Posted: Thu Jun 08, 2006 2:24 am Post subject:
Hybrid Manifold



Abstract: [Moderator's note: no responsibility for content. LM]
This is an attempt to define a bulk which corresponds to both a string
cosmological and brane cosmological formalism which disallows other
branes that exist outside this universe.
Our bulk is homogenous manifold similar to a Joyce manifold but this
then glued at every point to an AdS4 which forms a surface to the
manifold . This manifold forms the background of everything that
exists.
Definition of the Hybrid Manifold
We define our bulk as continuous map of all points on a AdS4 (which may
or may be periodic) manifold and the Joyce manifold.

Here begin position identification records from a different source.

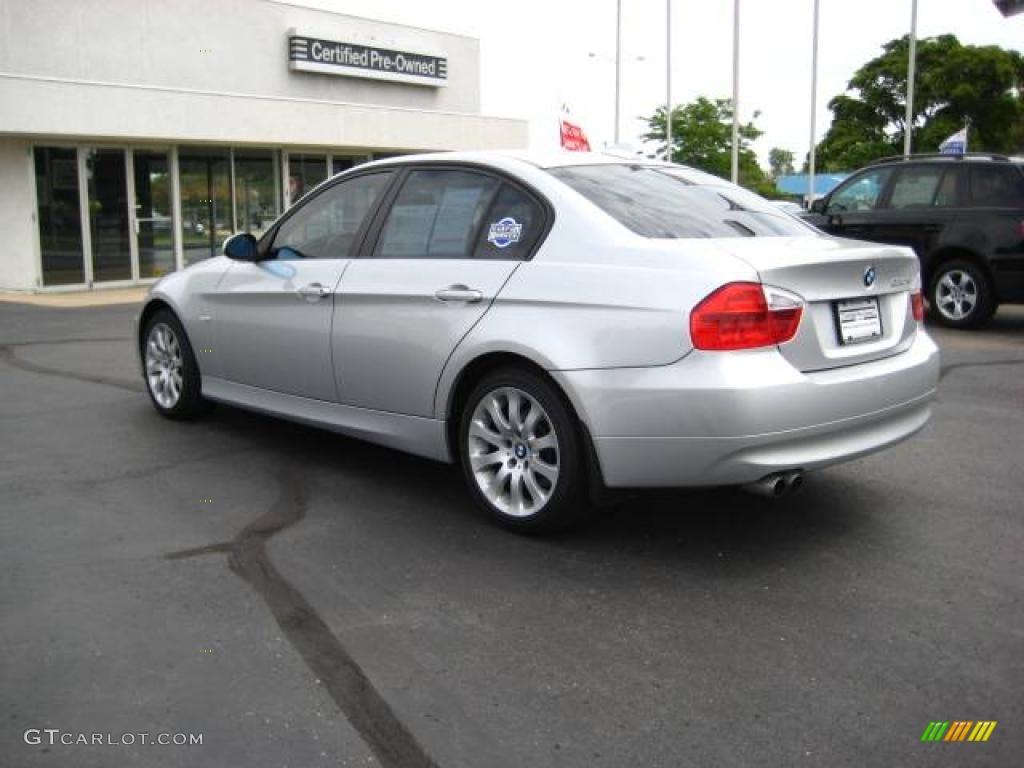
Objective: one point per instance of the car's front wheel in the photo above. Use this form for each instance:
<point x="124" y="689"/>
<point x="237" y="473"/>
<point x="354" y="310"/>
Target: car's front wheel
<point x="520" y="453"/>
<point x="172" y="377"/>
<point x="961" y="295"/>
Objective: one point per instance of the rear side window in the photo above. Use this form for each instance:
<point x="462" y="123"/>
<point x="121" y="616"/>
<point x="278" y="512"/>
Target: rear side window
<point x="653" y="203"/>
<point x="948" y="195"/>
<point x="436" y="215"/>
<point x="914" y="186"/>
<point x="862" y="193"/>
<point x="996" y="186"/>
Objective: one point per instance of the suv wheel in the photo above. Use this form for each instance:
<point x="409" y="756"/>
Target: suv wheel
<point x="961" y="295"/>
<point x="520" y="453"/>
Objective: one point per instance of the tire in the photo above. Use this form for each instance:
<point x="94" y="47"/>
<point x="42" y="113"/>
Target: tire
<point x="525" y="474"/>
<point x="169" y="368"/>
<point x="961" y="295"/>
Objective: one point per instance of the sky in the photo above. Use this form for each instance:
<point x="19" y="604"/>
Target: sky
<point x="539" y="54"/>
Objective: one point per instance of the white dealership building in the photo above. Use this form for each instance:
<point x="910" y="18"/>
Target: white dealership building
<point x="135" y="135"/>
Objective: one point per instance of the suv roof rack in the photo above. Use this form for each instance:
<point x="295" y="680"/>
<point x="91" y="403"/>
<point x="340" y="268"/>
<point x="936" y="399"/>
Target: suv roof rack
<point x="947" y="156"/>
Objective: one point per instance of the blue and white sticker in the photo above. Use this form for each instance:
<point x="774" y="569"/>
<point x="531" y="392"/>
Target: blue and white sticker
<point x="504" y="232"/>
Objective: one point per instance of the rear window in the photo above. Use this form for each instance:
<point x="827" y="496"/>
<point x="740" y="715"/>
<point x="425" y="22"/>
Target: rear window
<point x="656" y="203"/>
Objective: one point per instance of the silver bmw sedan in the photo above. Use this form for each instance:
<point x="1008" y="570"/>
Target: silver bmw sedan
<point x="557" y="326"/>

We state that the observation of the propagation of point particles is
actually a reflection of the current shape of the Joyce manifold. On
our manifold when the Joyce manifold bends or is warped then the AdS4
manifold's characteristics change as a result of the continuous
mapping. In other words the AdS4 manifold shows the shape of the
underlying substructure of the Joyce manifold. The Joyce manifold is
bound to a certain set of shapes and transformations which must follow
the laws of physics in the AdS4.
But now we must extend the hybrid manifold to have properties that
reflect current physical observations. We must have a manifold that is
both restricted to a subset of shapes that can exist on the manifold.
Also we must deal with the fact that energy is quantized.
A quantization of energy using hybrid manifolds
As a string moves through the part of our manifold that consists of the
G2 manifold it bends the manifold slightly so that we can detect the
point particle on the AdS4 space. The surface of our new manifold is
glued and because of this it can reflect properties of its bending The
reason we can detect different messenger particles is because as a
string moves through our hybrid manifold it is bound at certain parts
of the hybrid manifold due to the structure of the manifold. There are
only a specific set of path's that the string can move through and that
determines how the surface is bent.
Another property is that due to quantization the vibrations of the
string follow an ascending or descending chain of vibrational patters
as the strings gain or lose energy. Therefore each string follows a set
of vibrations given a specific amount of energy that a string
possesses.
Disallowing Violations of the Laws of Physics
Certain properties of physics can be disallowed by the Joyce Manifold
being unable to transform to that state because it is impossible.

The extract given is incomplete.